By Nolen Nychay
In his 21 years of journalistic work at publications such as the Jackson County Sun, Paintsville Herald and Floyd County Times, Ralph Davis developed a close relationship with the small communities of eastern Kentucky and the rural lifestyle the region prides itself on. When Davis began work on his master’s thesis in new media journalism last year, he used the opportunity to explore the underlying economic issues of his region through a medium of reporting unfamiliar to him: documentary filmmaking.

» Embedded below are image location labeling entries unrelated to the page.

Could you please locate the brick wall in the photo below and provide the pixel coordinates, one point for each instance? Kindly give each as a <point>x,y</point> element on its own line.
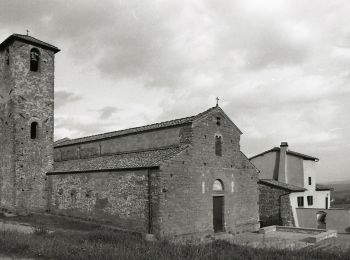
<point>118,198</point>
<point>274,206</point>
<point>183,206</point>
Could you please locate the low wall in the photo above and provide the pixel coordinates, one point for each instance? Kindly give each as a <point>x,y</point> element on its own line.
<point>337,219</point>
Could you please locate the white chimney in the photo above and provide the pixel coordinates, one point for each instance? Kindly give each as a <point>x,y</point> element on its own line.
<point>282,169</point>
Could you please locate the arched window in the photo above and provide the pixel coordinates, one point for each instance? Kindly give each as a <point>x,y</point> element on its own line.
<point>34,130</point>
<point>34,59</point>
<point>218,144</point>
<point>218,185</point>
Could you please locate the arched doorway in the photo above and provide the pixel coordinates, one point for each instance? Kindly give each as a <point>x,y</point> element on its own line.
<point>218,206</point>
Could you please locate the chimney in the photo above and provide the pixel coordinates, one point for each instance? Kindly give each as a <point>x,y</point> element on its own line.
<point>282,169</point>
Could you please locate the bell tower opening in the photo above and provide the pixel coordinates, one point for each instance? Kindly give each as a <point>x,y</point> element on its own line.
<point>34,59</point>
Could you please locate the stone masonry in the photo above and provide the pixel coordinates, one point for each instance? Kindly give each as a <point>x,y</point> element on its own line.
<point>154,179</point>
<point>25,97</point>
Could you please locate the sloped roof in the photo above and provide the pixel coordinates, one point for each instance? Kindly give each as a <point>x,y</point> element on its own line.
<point>30,40</point>
<point>122,161</point>
<point>323,187</point>
<point>277,149</point>
<point>282,185</point>
<point>175,122</point>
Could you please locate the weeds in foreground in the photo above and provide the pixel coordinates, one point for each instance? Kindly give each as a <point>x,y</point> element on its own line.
<point>107,244</point>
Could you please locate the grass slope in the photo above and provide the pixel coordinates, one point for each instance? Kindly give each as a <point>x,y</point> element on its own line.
<point>106,244</point>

Davis’s public awareness project started in 2012 by questioning what the future of Appalachia might look like. “I didn’t want to narrow my focus with a specific agenda,” Davis says. “I wanted to let the project develop organically through authentic voices in the community.”
The documentary, titled “Appalachia 2050,” features a combination of nonprofit workers, university professors, journalists and area residents who offer their thoughts on what is holding the region back from economic prosperity. Highlighting sources of poverty — from dwindling opportunities in Kentucky’s once-booming coal industry to the lack of technical schools for tomorrow’s workers — the documentary explores how community collaboration may offer hope for the future. “While there may be disagreement on how exactly to get there, these people are unified in their desire for a healthy, vibrant Appalachia,” Davis says.
Davis completed his documentary this past July, after eight months of research and interviews. He hopes to expand “Appalachia 2050” into a web series, delving further into issues of community development in Tennessee, Virginia and West Virginia.